Empirical studies on the impact of lexical resources on CLIR performance

  • Authors:
  • Jinxi Xu;Ralph Weischedel

  • Affiliations:
  • BBN Technologies, 10 Moulton Street, Cambridge, MA;BBN Technologies, 10 Moulton Street, Cambridge, MA

  • Venue:
  • Information Processing and Management: an International Journal - Special issue: Cross-language information retrieval
  • Year:
  • 2005

Quantified Score

Hi-index 0.00

Visualization

Abstract

In this paper, we compile and review several experiments measuring cross-lingual information retrieval (CLIR) performance as a function of the following resources: bilingual term lists, parallel corpora, machine translation (MT), and stemmers. Our CLIR system uses a simple probabilistic language model; the studies used TREC test corpora over Chinese, Spanish and Arabic.

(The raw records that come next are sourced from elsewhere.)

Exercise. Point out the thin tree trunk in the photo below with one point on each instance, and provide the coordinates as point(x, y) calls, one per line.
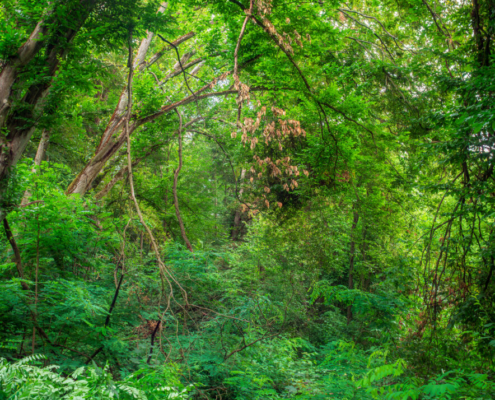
point(238, 212)
point(108, 146)
point(48, 35)
point(351, 261)
point(17, 253)
point(45, 137)
point(176, 177)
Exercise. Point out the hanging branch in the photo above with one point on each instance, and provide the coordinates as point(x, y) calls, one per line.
point(164, 271)
point(17, 253)
point(176, 177)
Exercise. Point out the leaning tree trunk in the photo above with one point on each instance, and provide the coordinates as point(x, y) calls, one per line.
point(109, 145)
point(54, 36)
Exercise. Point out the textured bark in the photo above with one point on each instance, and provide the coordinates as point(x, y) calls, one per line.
point(238, 212)
point(17, 253)
point(14, 66)
point(83, 181)
point(40, 153)
point(174, 189)
point(351, 261)
point(124, 170)
point(108, 144)
point(21, 121)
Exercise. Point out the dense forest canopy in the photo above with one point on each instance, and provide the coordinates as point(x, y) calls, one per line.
point(261, 199)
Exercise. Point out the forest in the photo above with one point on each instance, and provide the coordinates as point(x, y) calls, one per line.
point(247, 199)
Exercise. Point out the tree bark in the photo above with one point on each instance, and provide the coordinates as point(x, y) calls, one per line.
point(355, 221)
point(174, 189)
point(40, 153)
point(54, 36)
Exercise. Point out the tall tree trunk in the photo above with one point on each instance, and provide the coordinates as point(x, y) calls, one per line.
point(352, 252)
point(109, 145)
point(238, 212)
point(54, 36)
point(40, 153)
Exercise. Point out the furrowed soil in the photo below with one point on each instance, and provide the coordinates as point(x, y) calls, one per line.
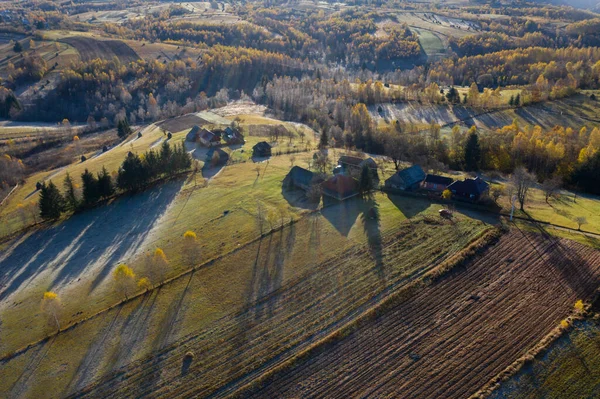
point(452, 337)
point(240, 315)
point(90, 49)
point(567, 369)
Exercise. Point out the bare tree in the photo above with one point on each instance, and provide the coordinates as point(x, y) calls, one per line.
point(496, 193)
point(522, 181)
point(551, 186)
point(51, 306)
point(580, 220)
point(261, 214)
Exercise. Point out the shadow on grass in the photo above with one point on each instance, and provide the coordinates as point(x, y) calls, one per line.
point(371, 225)
point(409, 206)
point(342, 214)
point(90, 242)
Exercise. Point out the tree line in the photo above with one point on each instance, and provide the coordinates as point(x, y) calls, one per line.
point(134, 174)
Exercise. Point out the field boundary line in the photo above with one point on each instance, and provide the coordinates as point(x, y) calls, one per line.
point(478, 245)
point(541, 347)
point(11, 355)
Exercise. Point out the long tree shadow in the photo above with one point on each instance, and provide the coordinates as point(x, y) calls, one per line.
point(371, 224)
point(342, 214)
point(89, 242)
point(409, 206)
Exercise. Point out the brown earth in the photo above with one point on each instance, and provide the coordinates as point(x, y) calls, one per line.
point(281, 320)
point(453, 336)
point(90, 49)
point(181, 123)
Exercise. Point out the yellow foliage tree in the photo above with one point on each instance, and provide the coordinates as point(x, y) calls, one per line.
point(191, 251)
point(51, 306)
point(125, 279)
point(144, 283)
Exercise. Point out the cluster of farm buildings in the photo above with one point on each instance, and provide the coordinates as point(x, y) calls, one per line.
point(344, 184)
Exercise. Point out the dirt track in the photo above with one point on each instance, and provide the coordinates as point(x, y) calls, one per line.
point(90, 49)
point(452, 337)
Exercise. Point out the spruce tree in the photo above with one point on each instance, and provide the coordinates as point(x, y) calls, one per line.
point(91, 193)
point(472, 152)
point(323, 140)
point(365, 181)
point(105, 185)
point(71, 201)
point(165, 158)
point(123, 128)
point(52, 204)
point(132, 174)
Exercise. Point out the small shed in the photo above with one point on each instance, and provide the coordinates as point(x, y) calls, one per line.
point(301, 178)
point(193, 135)
point(208, 138)
point(406, 179)
point(436, 183)
point(469, 189)
point(261, 150)
point(340, 187)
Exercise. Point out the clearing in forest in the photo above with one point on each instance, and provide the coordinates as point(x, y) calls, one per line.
point(90, 49)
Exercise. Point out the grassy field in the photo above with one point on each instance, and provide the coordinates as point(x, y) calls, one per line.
point(561, 210)
point(314, 273)
point(430, 42)
point(568, 369)
point(574, 112)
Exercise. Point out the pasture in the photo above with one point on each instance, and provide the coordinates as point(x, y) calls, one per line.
point(318, 273)
point(566, 369)
point(574, 112)
point(449, 338)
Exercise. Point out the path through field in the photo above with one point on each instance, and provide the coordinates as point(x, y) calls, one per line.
point(451, 338)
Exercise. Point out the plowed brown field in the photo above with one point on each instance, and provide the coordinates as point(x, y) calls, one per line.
point(453, 336)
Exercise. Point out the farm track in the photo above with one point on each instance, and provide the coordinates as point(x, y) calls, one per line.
point(452, 337)
point(90, 49)
point(279, 322)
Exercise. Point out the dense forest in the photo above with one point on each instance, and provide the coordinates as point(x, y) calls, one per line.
point(324, 67)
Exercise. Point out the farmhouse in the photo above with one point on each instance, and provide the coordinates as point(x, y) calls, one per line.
point(469, 189)
point(436, 183)
point(340, 187)
point(208, 138)
point(352, 165)
point(262, 149)
point(406, 179)
point(301, 178)
point(193, 135)
point(232, 136)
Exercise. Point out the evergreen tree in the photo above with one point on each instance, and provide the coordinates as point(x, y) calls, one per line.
point(52, 204)
point(165, 158)
point(472, 152)
point(453, 96)
point(91, 193)
point(105, 185)
point(323, 141)
point(365, 180)
point(587, 175)
point(71, 201)
point(123, 128)
point(132, 174)
point(152, 163)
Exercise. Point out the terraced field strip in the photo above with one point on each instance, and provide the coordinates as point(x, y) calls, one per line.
point(276, 323)
point(452, 337)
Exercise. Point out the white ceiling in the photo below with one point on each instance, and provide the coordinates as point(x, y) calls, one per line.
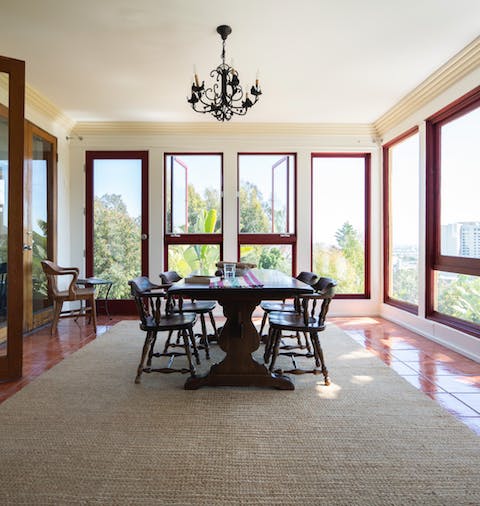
point(321, 61)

Our findings include: • One can achieve an acceptable CLIR performance using only a bilingual term list (70-80% on Chinese and Arabic corpora). • However, if a bilingual term list and parallel corpora are available, CLIR performance can rival monolingual performance. • If no parallel corpus is available, pseudo-parallel texts produced by an MT system can partially overcome the lack of parallel text. • While stemming is useful normally, with a very large parallel corpus for Arabic-English, stemming hurt performance in our empirical studies with Arabic, a highly inflected language.